That Was The Week We Nearly Saw a 1.5% Move!
FTSE 7428-7380 VFTSE 10.01 -10.68
Statisticians tell us that 66% of the time markets go nowhere. You would not want to be strongly directional on that basis, it would make little sense. Options give us so many more facets to trading, we can adapt for all kinds of market conditions. Raging bull to roaring bear. More like maggots and mice, but that’s not sexy enough to massage large egos.
Politics again this week, as we had local elections giving the 2 main parties a bloody nose. The stockmarket does not care. Though one might factor in the huge amount of spending under local council control. That could be a market mover. Thus suppliers who are less than scrupulous may lose large contracts. Councils are beholden to outsourcing and some big firms picked up fat contracts nationally. Example- payrolls. Equity traders in such outsources may therefore want to sit up, as the gravy train may be derailed, when comfy old arrangements are reviewed by fresh representatives. We are filled with delight at that prospect. Nobody feels they get good value from their council tax. Though happy to be corrected……it’s just my opinion.

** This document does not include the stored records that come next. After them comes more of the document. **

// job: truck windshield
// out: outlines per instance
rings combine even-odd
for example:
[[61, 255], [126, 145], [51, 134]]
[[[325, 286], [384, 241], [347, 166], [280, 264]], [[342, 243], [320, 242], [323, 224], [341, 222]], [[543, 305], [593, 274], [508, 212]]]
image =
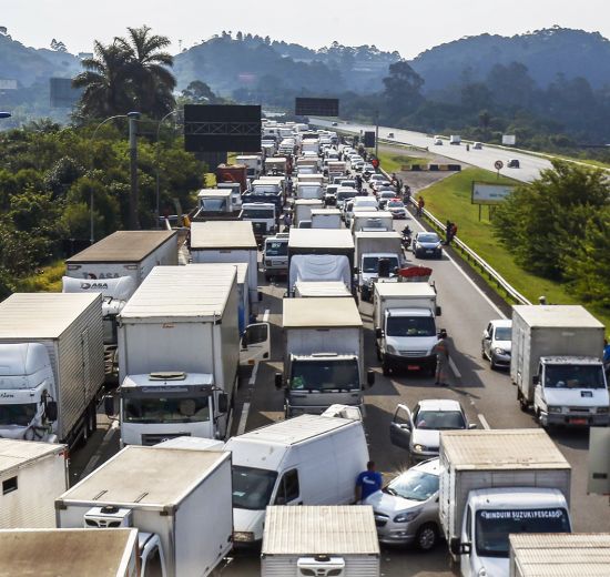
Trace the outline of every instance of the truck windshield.
[[123, 398], [125, 423], [203, 423], [210, 421], [210, 397]]
[[294, 361], [292, 391], [356, 391], [360, 388], [356, 360]]
[[27, 427], [34, 418], [37, 404], [0, 405], [0, 426], [18, 425]]
[[275, 470], [240, 467], [233, 465], [233, 507], [236, 509], [264, 510], [270, 504], [275, 486]]
[[[398, 257], [396, 256], [385, 256], [389, 261], [390, 272], [398, 269]], [[363, 273], [377, 273], [379, 266], [378, 256], [365, 256], [363, 259]]]
[[599, 365], [547, 365], [545, 386], [549, 388], [606, 388]]
[[436, 325], [431, 316], [389, 316], [387, 336], [435, 336]]
[[265, 244], [265, 256], [286, 256], [287, 254], [287, 242], [270, 241]]
[[488, 509], [477, 512], [477, 554], [508, 557], [508, 536], [521, 533], [570, 533], [566, 509]]

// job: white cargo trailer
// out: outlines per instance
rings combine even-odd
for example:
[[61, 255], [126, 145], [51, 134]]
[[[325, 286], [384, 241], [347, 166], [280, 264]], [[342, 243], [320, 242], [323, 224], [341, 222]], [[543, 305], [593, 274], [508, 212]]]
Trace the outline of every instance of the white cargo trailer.
[[202, 577], [231, 549], [231, 494], [230, 453], [125, 447], [55, 500], [57, 525], [136, 527], [142, 575]]
[[72, 446], [96, 428], [102, 295], [16, 293], [0, 303], [0, 437]]
[[0, 559], [2, 577], [146, 577], [136, 529], [0, 530]]
[[511, 535], [509, 577], [608, 577], [610, 533]]
[[380, 570], [373, 507], [267, 507], [262, 577], [379, 577]]
[[0, 483], [1, 529], [54, 527], [54, 500], [68, 488], [67, 447], [0, 438]]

Enough Politics, The Sideshows Make Little Difference
A Twitter trader posed a question about his deep in the money trade. He had got it horribly wrong, but it was not yet beyond redemption. Putting your mistakes out on the internet is a brave, possibly desperate thing to do. Nobody likes to admit they have messed up. However with a little detatchment it was possible for some of us to offer elegant solutions. What did spring to mind was some research allegedly showing that trade entry was of little relevance, it was all about exit. Our old ally Van Tharp alluded to this. This is the empowering part of trading. We have no control over market direction, and TA/fundamentals are limited tools. Traders rarely factor in luck, but must surely play a part when randomness rears its ugly head. Exit matters
Gamblers like to play on when they are in a ‘hot streak’. And so it must be with traders who are consistent winners. Stick with what is working. By all means try new ideas, perhaps even have some skin in the game as I did recently and lost a chunk of change. Smarter traders might have kept it ‘paper’ and not real money!

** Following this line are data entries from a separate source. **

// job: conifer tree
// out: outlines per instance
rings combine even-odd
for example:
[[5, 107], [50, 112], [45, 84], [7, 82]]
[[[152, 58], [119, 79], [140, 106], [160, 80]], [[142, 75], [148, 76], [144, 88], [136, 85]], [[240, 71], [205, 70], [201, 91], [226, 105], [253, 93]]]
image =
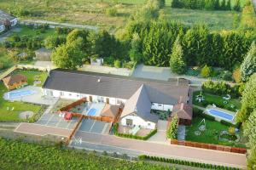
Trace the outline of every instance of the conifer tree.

Those Running Trades and Trade130
Trade 128– 7350/7450 call ratio spread/ butterfly(ratio= 22,(paid 8.5) the ‘fly= 29 paid (26.5)) and 7400/7300 put ratio/ butterfly: ratio= 9.5, paid minus 1, ‘fly- paid 15 now 18) Small wins but we run them.
Trade 129
This is our quasi butterfly/ratio/calendar We were selling 3 of the May 7200 puts at 16.5×3= 49.5. We were buying 1x 7250 Jun put 68.5,and buying 1x 7100 39. Cost, therefore was 107.5-49.5=58. Current prices? May 7200 puts=16, Jun 7250= 78. 7100= 42.5. Trade now worth 72.5. (We sold 3 May puts remember). Again we see a fair profit but continue to run this.
Trade130- Selling the Odds With Call ‘Fly
May call prices for a butterfly. We can buy this or sell it for 161+29.5- (82.5×2)= 25.5.
strike price
7200 161
7300 82.5
7400 29.5
So….we can sell this and have a credit of 25.5, or we can buy it,but our expectations are of course different.

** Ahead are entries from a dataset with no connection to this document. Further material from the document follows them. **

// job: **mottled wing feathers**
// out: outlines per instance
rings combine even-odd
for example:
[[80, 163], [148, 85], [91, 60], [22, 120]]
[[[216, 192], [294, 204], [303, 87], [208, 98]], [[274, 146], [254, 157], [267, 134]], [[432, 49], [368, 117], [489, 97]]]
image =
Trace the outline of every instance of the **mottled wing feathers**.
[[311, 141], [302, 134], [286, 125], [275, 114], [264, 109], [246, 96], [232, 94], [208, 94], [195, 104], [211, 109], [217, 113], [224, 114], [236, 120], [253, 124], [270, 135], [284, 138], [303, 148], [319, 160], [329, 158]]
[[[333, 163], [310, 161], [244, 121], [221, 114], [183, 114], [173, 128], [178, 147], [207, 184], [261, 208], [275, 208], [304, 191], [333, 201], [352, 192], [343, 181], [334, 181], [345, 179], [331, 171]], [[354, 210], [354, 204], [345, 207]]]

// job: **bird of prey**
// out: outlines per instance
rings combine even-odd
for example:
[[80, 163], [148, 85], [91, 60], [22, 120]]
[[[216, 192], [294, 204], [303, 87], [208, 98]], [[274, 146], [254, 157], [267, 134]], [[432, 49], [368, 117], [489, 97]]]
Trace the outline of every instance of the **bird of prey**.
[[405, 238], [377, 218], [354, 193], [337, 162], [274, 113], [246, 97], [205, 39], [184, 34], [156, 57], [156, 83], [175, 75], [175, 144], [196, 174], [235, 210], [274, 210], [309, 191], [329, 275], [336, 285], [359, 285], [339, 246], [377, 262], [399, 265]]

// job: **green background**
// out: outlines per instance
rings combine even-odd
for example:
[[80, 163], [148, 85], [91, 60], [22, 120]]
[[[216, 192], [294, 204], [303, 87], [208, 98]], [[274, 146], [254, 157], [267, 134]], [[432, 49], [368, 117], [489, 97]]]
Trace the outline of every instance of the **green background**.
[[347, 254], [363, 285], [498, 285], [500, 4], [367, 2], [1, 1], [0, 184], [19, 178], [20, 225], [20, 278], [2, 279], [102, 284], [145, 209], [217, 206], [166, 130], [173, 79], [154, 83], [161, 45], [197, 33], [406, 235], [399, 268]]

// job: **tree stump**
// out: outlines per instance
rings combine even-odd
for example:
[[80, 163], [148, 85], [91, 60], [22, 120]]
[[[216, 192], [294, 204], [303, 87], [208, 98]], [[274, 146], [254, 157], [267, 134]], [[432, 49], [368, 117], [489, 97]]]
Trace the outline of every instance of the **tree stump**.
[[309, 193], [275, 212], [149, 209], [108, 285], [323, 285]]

- We buy the butterfly. So we need the FTSE to be >25.5 below 7400 and >25.5 above 7200 to break even
- We sell the butterfly. Then we need FTSE simply above 7400-25.5 or below 7200+25.5 to collect our max 25.5. So on the basis that FTSE, we believe, will be above 7400 at expiry, we sell the ‘fly.
- Worst case scenario- we buy and lose 25.5, we sell and lose 100-25.5= 74.5.
So, remember butterflies are simply a combination of a long spread and a short spread.